Aspect of journalism

Parachute journalism refers to the practice of sending journalists into unfamiliar areas to report on a story in which they have little prior knowledge or expertise. This approach, often used during breaking news events, can lead to inaccurate or distorted reporting due to the journalist's lack of familiarity with the topic, tight deadlines, and reliance on external sources. Unlike foreign correspondents who may live in the area and develop expertise over time, parachute journalists are typically general assignment reporters or well-known figures sent to cover a specific event.

Critics argue that parachute journalism often results in superficial coverage that misrepresents facts and overlooks the broader context of a situation. Journalists involved in parachute reporting may lack in-depth understanding, making them vulnerable to disorientation in unfamiliar environments. They often rely on external sources, such as other media outlets or official statements, which can sometimes be biased or propagandistic.

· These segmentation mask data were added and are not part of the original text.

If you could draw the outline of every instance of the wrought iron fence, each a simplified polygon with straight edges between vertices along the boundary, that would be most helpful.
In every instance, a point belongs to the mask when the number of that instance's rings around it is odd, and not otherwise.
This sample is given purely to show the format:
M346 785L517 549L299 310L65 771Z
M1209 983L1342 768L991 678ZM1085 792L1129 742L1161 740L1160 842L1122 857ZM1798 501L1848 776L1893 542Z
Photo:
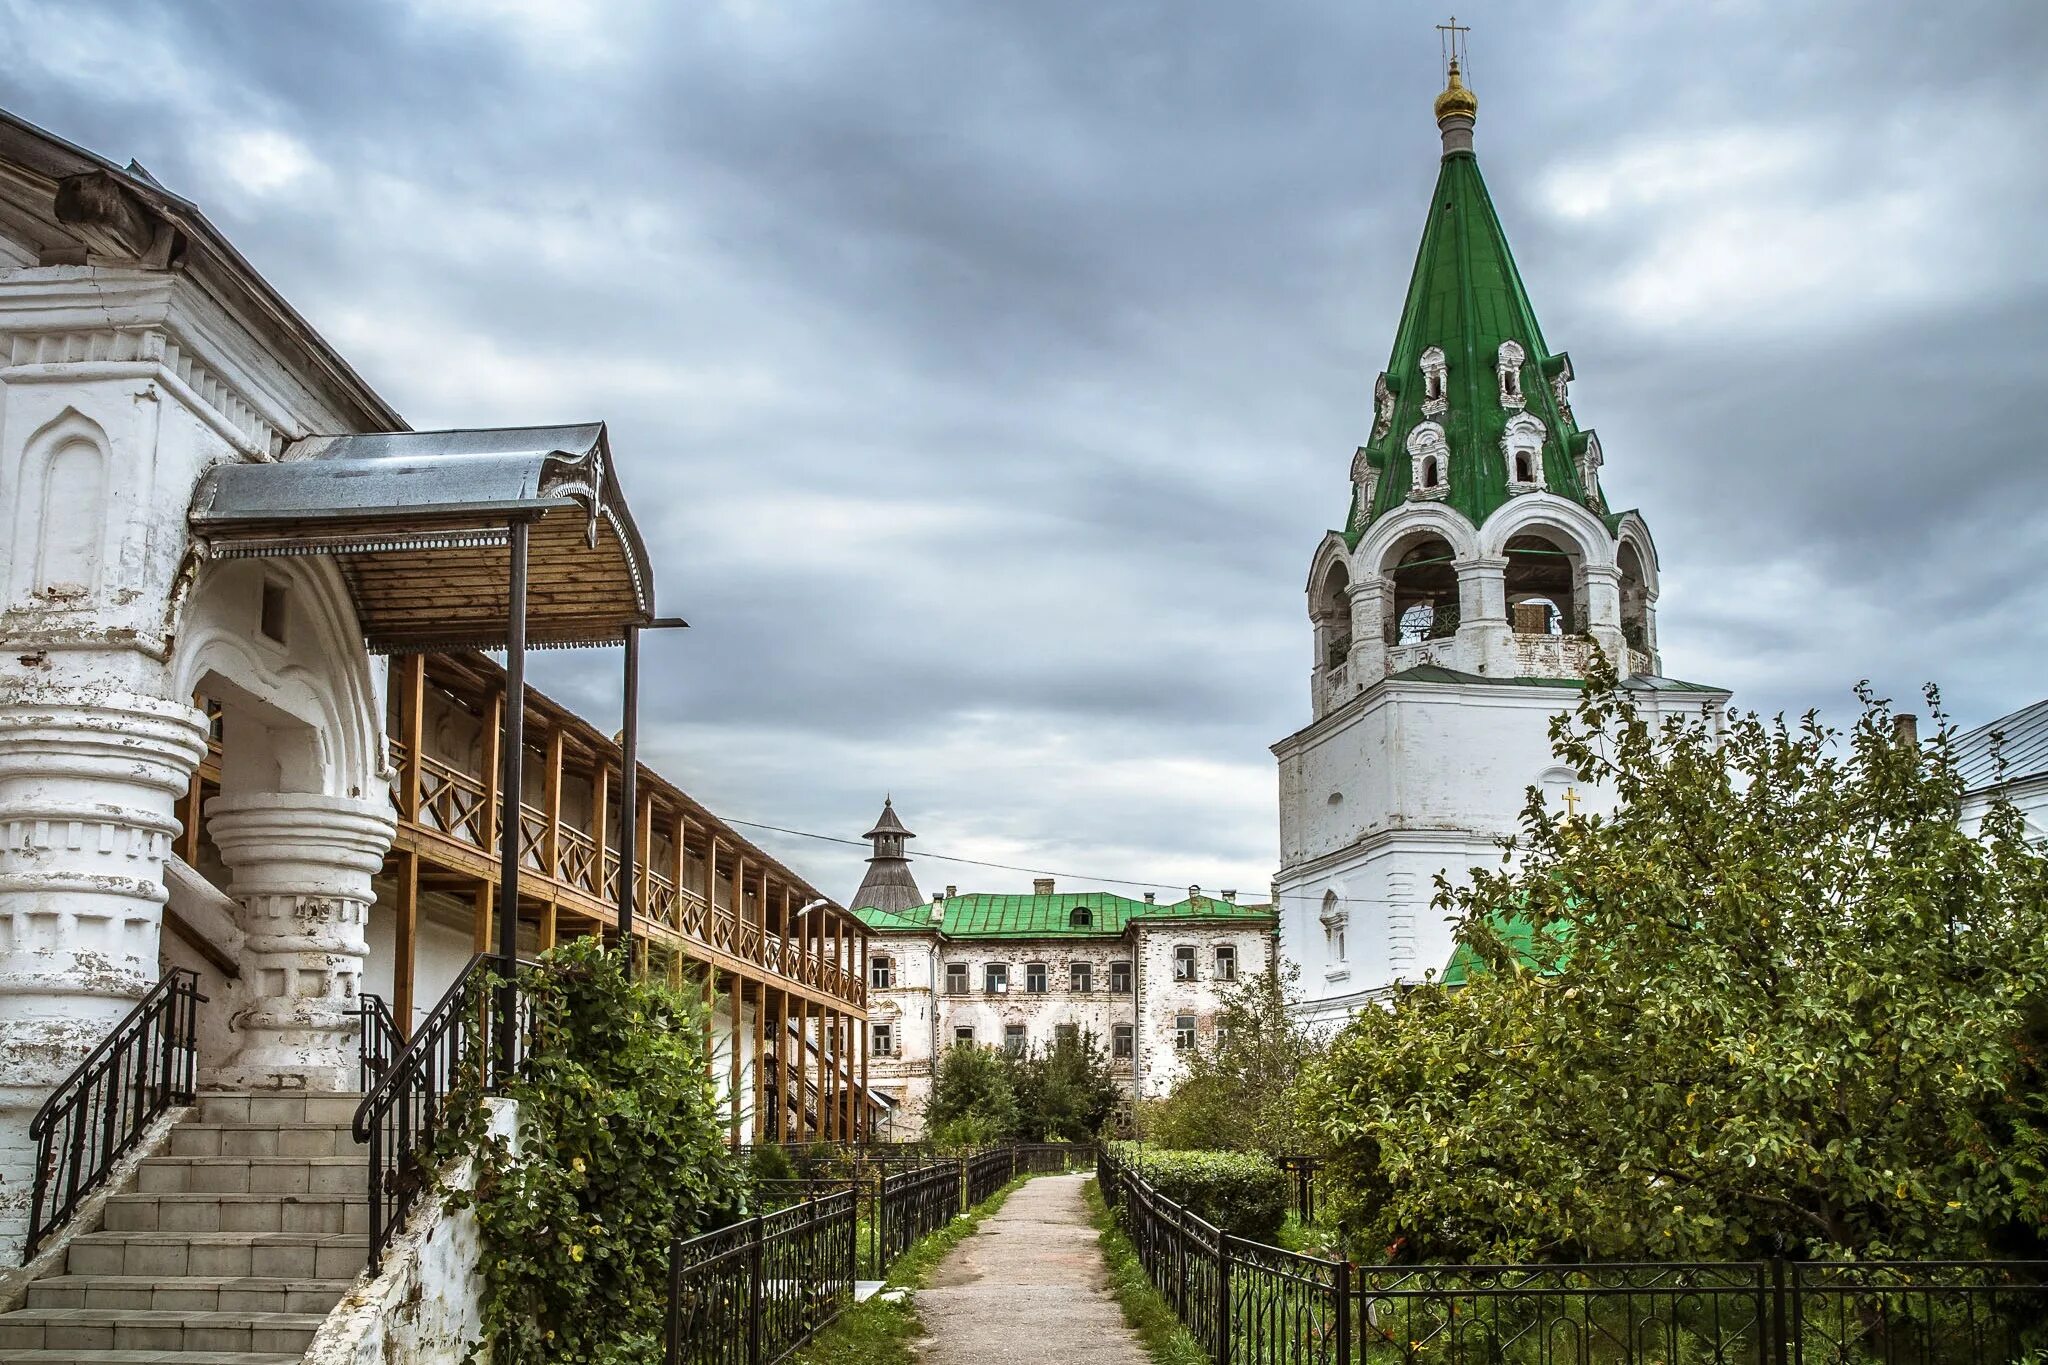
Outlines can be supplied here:
M1065 1175L1095 1164L1090 1142L1019 1142L1011 1150L1017 1154L1018 1175Z
M405 1038L381 995L365 991L356 997L356 1021L362 1030L357 1042L356 1089L367 1095L391 1070L398 1054L405 1051Z
M532 1002L519 989L518 969L479 953L469 960L394 1057L383 1078L356 1107L351 1130L370 1144L370 1265L433 1186L445 1155L443 1138L476 1104L524 1064L533 1030ZM510 1055L495 1036L509 994L516 1014Z
M1292 1191L1294 1216L1304 1223L1316 1220L1316 1172L1323 1168L1321 1159L1312 1156L1282 1156L1274 1161L1287 1173L1288 1188Z
M960 1163L935 1161L885 1176L875 1201L877 1265L887 1266L961 1210Z
M1224 1234L1106 1151L1096 1178L1218 1365L2048 1360L2048 1261L1360 1268Z
M967 1182L967 1189L961 1196L961 1207L971 1209L1009 1184L1016 1170L1016 1149L1012 1147L991 1147L968 1157L961 1172Z
M668 1365L774 1365L853 1302L851 1190L805 1200L669 1252Z
M29 1123L36 1145L22 1264L63 1226L173 1105L190 1104L198 1068L199 977L173 967L58 1083Z

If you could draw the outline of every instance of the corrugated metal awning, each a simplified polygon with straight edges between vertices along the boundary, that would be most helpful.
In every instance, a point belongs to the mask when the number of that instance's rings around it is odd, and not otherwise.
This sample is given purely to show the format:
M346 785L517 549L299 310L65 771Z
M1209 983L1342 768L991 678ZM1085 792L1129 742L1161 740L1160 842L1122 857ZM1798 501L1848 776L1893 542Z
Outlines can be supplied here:
M516 521L532 526L529 645L616 644L654 617L602 422L310 436L208 472L190 521L215 558L333 556L381 653L503 648Z

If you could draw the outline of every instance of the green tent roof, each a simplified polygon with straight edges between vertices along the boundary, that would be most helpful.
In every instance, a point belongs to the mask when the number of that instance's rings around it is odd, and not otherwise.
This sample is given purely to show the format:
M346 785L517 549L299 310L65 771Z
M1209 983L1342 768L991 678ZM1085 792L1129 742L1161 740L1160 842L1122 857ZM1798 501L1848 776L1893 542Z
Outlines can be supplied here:
M1536 927L1534 925L1530 924L1529 921L1523 919L1520 915L1495 915L1490 920L1490 923L1493 925L1493 931L1500 935L1501 941L1507 944L1514 952L1516 961L1520 962L1524 967L1536 967ZM1569 936L1569 930L1560 921L1551 926L1550 936L1562 942ZM1557 974L1556 968L1545 968L1542 970L1546 976L1555 976ZM1480 960L1479 954L1473 952L1465 944L1460 943L1457 950L1451 954L1451 960L1444 965L1444 974L1441 981L1446 986L1463 986L1470 982L1473 977L1483 976L1485 973L1486 964Z
M1504 341L1515 342L1524 353L1521 410L1543 423L1544 486L1560 496L1586 501L1571 457L1579 431L1551 387L1569 361L1563 352L1553 354L1543 339L1507 233L1479 174L1478 158L1469 151L1447 152L1387 361L1393 420L1385 430L1376 430L1366 446L1367 459L1380 473L1378 491L1373 506L1363 509L1368 515L1361 515L1354 485L1352 512L1345 522L1345 535L1353 545L1371 517L1407 499L1413 481L1408 434L1425 420L1444 428L1450 446L1444 498L1449 506L1477 526L1508 500L1500 442L1516 410L1501 403L1497 366ZM1423 410L1422 356L1431 347L1443 351L1449 371L1446 411L1437 416Z
M944 912L934 922L933 909ZM1075 911L1086 911L1078 917ZM1132 921L1209 920L1272 922L1270 905L1233 905L1210 896L1194 896L1169 905L1133 900L1107 891L1082 891L1045 896L968 894L948 896L915 910L853 907L854 915L879 934L938 930L947 938L1117 938Z

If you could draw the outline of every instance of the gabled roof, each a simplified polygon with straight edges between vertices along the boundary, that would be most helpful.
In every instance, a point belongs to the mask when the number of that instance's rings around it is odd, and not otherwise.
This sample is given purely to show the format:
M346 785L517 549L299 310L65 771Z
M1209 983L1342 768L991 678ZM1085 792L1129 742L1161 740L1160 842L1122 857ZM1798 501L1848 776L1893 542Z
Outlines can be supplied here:
M931 933L949 939L975 938L1119 938L1139 920L1270 923L1270 905L1234 905L1211 896L1192 896L1161 905L1107 891L1051 895L948 896L936 904L942 918L934 923L931 908L914 912L855 906L853 913L877 933ZM1085 910L1087 922L1074 923Z
M1956 771L1972 792L2048 774L2048 699L1957 736Z
M1586 686L1584 678L1495 678L1484 673L1463 673L1455 668L1445 668L1441 664L1417 664L1413 668L1404 668L1399 673L1389 673L1387 681L1473 683L1487 687L1557 687L1579 691L1583 691ZM1685 682L1678 678L1659 678L1650 674L1623 678L1620 685L1624 692L1697 692L1717 697L1728 692L1725 687L1710 687L1706 683Z

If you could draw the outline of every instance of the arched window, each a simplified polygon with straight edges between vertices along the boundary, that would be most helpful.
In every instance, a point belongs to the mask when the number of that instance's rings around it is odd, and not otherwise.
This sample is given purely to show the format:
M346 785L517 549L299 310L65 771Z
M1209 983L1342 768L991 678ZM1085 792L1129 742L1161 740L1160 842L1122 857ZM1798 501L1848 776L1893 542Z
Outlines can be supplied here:
M1351 571L1342 559L1323 574L1315 601L1317 662L1336 668L1351 657Z
M1508 419L1500 434L1500 453L1507 459L1508 483L1519 492L1543 487L1543 423L1526 412Z
M1344 903L1335 891L1323 893L1323 947L1330 961L1344 961Z
M1500 405L1519 410L1522 398L1522 361L1524 359L1519 343L1503 341L1494 360L1494 372L1500 377Z
M1435 422L1418 422L1408 433L1408 496L1441 498L1451 472L1451 447Z
M1435 488L1440 482L1437 475L1436 456L1426 455L1422 460L1422 486Z
M1069 929L1093 929L1095 927L1095 912L1085 905L1075 906L1067 911L1067 927Z
M1547 535L1507 543L1508 617L1517 635L1569 635L1581 628L1579 556Z
M1615 555L1621 569L1621 638L1628 647L1650 652L1650 590L1643 574L1643 557L1633 542L1622 541Z
M1526 450L1518 450L1515 452L1515 482L1536 482L1535 467L1531 464L1529 460L1529 452Z
M1458 569L1450 542L1425 536L1399 553L1387 576L1394 581L1387 595L1387 643L1420 644L1441 640L1458 630Z
M1435 417L1450 407L1451 371L1444 363L1443 348L1432 346L1422 353L1422 411Z

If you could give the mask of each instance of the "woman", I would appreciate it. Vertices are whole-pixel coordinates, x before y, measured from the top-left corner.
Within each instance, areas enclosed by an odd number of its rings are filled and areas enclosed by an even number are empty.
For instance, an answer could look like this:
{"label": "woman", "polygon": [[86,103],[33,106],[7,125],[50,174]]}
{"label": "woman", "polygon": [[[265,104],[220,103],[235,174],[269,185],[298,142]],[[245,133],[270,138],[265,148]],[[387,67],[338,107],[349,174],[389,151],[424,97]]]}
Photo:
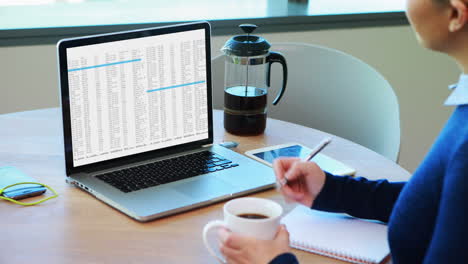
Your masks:
{"label": "woman", "polygon": [[[468,0],[407,0],[407,16],[424,47],[453,57],[464,74],[447,105],[456,105],[407,183],[337,177],[313,162],[279,159],[282,194],[314,209],[388,222],[393,263],[468,263]],[[229,263],[297,263],[288,232],[272,241],[220,231]]]}

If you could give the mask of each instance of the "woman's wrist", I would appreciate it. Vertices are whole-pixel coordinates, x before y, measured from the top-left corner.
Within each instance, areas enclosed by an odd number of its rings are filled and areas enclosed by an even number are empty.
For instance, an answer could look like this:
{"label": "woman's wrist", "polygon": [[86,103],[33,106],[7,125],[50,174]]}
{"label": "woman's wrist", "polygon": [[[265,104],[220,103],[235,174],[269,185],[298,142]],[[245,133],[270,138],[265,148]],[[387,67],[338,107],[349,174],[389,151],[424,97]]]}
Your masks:
{"label": "woman's wrist", "polygon": [[293,253],[287,252],[276,256],[269,264],[299,264]]}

Additionally, parachute journalists may have limited local contacts, leading them to depend on freelance stringers for information. This can strain relationships, as stringers may feel overshadowed by the arrival of a high-profile journalist, potentially affecting the quality of reporting. Furthermore, due to time constraints and lack of local knowledge, parachute journalists may forgo comprehensive background research or independent investigations, often relying on pre-departure research conducted in their home country. Another downside is the tendency of parachute journalists to engage in pack journalism, where multiple reporters adopt similar angles or narratives.

Despite these challenges, there are potential benefits to parachute journalism. As outsiders, parachute journalists may offer a fresh perspective, highlighting aspects of a story that local reporters or stringers might overlook. They may also be more adept at identifying elements of the story that would resonate with a global audience.